Any tips and advice would be greatly appreciated.

Thanks,

BuckyT


----------



## Jayin J (Feb 11, 2011)

I would suggest getting a couple of different spined arrows(you can get these in a kit from 3 rivers archery) and shoot the bow to see what works best for you.  You can also try a spine chart once you know what draw weight you will actually be pulling and what arrow length you want to use.  These charts are a guide and just remember that nothing is set in stone.  Being a new trad shooter, dialing in your form to be consistant everytime will be just as important.  You must shoot consistantly in order to really dial in your new bow and to be able to select the right set up that works for you and your shooting style.  There is no completely right answer to your question because everybody shoots differently.   Just remember it is whatever shoots best out of your bow.  The arrows you have spoken above will be a good starting point for your bow.  Shoot them with different weight field tips to see what shoots best...


----------



## Bucky T (Feb 11, 2011)

Jayin J said:


> I would suggest getting a couple of different spined arrows(you can get these in a kit from 3 rivers archery) and shoot the bow to see what works best for you.  You can also try a spine chart once you know what draw weight you will actually be pulling and what arrow length you want to use.  These charts are a guide and just remember that nothing is set in stone.  Being a new trad shooter, dialing in your form to be consistant everytime will be just as important.  You must shoot consistantly in order to really dial in your new bow and to be able to select the right set up that works for you and your shooting style.  There is no completely right answer to your question because everybody shoots differently.   Just remember it is whatever shoots best out of your bow.  The arrows you have spoken above will be a good starting point for your bow.  Shoot them with different weight field tips to see what shoots best...

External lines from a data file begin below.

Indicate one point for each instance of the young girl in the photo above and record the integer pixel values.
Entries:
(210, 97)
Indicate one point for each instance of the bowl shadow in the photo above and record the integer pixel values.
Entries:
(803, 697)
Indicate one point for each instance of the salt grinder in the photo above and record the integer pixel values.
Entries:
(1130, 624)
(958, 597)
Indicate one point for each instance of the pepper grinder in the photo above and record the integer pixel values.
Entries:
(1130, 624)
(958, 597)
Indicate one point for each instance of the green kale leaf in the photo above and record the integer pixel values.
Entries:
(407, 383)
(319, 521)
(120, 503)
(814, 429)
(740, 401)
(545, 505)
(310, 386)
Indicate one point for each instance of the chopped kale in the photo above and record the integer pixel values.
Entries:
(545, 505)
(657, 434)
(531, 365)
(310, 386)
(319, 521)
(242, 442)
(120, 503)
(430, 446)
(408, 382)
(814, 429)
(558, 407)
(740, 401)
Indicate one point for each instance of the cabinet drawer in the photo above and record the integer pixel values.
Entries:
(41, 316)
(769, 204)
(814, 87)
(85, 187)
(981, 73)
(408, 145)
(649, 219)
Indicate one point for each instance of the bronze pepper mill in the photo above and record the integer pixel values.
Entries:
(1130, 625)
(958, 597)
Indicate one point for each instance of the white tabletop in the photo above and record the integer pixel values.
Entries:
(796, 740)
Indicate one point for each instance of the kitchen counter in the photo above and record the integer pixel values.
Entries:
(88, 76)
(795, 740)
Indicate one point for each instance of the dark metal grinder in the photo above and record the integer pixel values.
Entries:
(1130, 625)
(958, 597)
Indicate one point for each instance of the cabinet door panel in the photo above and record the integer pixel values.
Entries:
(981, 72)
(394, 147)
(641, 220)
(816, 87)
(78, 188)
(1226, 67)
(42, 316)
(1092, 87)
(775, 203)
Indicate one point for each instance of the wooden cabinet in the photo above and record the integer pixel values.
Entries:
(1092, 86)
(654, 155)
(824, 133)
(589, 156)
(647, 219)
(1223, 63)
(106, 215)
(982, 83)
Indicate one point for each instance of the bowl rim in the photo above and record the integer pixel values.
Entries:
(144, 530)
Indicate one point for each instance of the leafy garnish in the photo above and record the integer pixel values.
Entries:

Thanks for the advice Jayin!

I figured there are no "Set in Stone" answers to my questions.  Just looking for something to start me down the right path.

Thanks again,

BuckyT


----------



## gurn (Feb 11, 2011)

You most likly gonna be in the 400 spine range.
Jayin J gave you some good advice.


----------



## Jayin J (Feb 11, 2011)

I have some 400 spine Easton arrows  that are cut to 29 inches that shoot pretty darn good with 200's out front.  I am pulling 48 lbs at 27 inches.  

Tikki pulls between 51-53lbs @ 26.5 inches and these shoot even better out of his bow.

I can send you a couple of these is you want to try them.


----------



## Bucky T (Feb 11, 2011)

Jayin J said:


> I have some 400 spine Easton arrows  that are cut to 29 inches that shoot pretty darn good with 200's out front.  I am pulling 48 lbs at 27 inches.
> 
> Tikki pulls between 51-53lbs @ 26.5 inches and these shoot even better out of his bow.
> 
> I can send you a couple of these is you want to try them.



That's a very generous offer but I've got a set of monkey arms on me! LOL!  My draw is much longer.  I'm thinking an arrow cut to 29" will be to short for me...


----------



## Bucky T (Feb 11, 2011)

gurn said:


> You most likly gonna be in the 400 spine range.
> Jayin J gave you some good advice.



That's what the chart says about the 5575 GT's.


----------



## Jake Allen (Feb 11, 2011)

That is alot of  draw weight to start out with Bucky T.
Have you measured your draw? 
What's the name of bow do you have ordered?

Welcome, too! It's alot of fun.


----------



## Tailfeather (Feb 11, 2011)

Tommy,
I'd start with those arrows full length and shorten them a little at a time if necessary to get good arrow flight.  

You are going to want a heavy head.....I shoot 225 gr fieldpoints, but my broadheads are 235 grain.  I use Magnus 1's glued onto a 100 grain screw-in adapter.

The heavier the arrow (within reason) the better the penetration......like getting hit with a baseball vs. a ping-pong ball. My arrows (for reference since you've shot em) are 500+ grains.  You should probably be higher than that.....600 grains or so. 

Look up Dr. Ed Ashby's tests on trad arrows for hunting.  Summary: Heavy arrows with alot of weight up front!


----------



## Jayin J (Feb 11, 2011)

I would think that the 55/75's with a couple different weighted field tips will tell you what shoots best.  You can actually get a test kit of field tips too which will include several different weights.  

I do think that you will get this bow tuned in very shortly once received.  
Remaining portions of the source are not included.